Background: MEN -1 is caused by a pathogenic variant in the tumour suppressor gene leading to a tumour development. Registry data quotes an increased risk in breast cancer and thromboembolic disease. Recent best practice guidance does not currently recommend breast cancer screening in this group. The Dutch registry data reports invasive breast cancer in 12 of 190 females (with MEN-1) with a relative risk of 2.83 and approximately 6 % developing breast cancer. With respect to VTE, the lifetime risk has been has been estimated to be 2 fold higher with a pooled prevalence of 11.1% in MEN-1.

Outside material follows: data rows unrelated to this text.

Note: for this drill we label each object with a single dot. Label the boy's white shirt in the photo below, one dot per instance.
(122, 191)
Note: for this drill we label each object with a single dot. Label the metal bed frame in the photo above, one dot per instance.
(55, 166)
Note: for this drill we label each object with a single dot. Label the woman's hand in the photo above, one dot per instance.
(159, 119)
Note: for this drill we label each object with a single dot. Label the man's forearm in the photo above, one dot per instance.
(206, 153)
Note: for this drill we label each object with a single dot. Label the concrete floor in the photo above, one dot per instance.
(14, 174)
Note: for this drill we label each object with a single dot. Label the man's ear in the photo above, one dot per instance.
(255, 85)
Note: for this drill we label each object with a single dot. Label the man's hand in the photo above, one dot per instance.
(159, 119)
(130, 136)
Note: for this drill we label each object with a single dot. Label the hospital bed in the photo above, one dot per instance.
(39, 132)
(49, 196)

Objectives: To review our practice: recording: demographic data, genetic MEN 1 diagnosis, incidence of breast cancer and VTE.

Methodology: Interrogation of the Sheffield NET database was performed filtering for ‘multiple endocrine neoplasia’ and MEN 1 patients selected. Evidence of breast cancer and VTE was then reviewed.

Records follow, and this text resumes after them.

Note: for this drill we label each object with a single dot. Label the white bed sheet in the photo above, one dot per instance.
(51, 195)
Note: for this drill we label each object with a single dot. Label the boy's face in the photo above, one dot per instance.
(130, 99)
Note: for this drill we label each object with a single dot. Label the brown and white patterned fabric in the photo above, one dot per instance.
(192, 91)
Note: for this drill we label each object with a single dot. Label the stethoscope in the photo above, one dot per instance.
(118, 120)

Results: 164 patients were listed as having a form of multiple endocrine neoplasia. 67 were confirmed to be gene positive. 8% of all patients underwent triple assessment (examination, mammography and biopsy) for breast cancer. 3% with MEN-1 were found to have a diagnosis of breast cancer (5 patients). A total of 13 patients (8% of total) had a thromboembolic event, where 9 were MEN-1 gene positive, 3 of these patients developed both a DVT and PE. 2 patients with the MEN-1 gene developed both breast cancer and TED.

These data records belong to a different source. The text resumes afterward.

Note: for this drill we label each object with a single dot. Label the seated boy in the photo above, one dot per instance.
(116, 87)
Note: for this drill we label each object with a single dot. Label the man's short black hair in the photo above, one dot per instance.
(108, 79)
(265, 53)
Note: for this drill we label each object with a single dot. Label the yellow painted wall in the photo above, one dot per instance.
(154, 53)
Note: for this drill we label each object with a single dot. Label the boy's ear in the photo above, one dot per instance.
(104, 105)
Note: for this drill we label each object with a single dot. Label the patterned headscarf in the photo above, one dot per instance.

Conclusion: In this limited dataset Sheffield NET Centre has a small proportion of patients who presented with breast cancer or VTE. Clinicians should carefully review any family history of breast cancer and advise patients on self-examination. Looking forward a worldwide study is needed to inform if earlier breast screening is warranted and useful. In the future AI may prove to be useful in assessment of MEN surveillance interval imaging.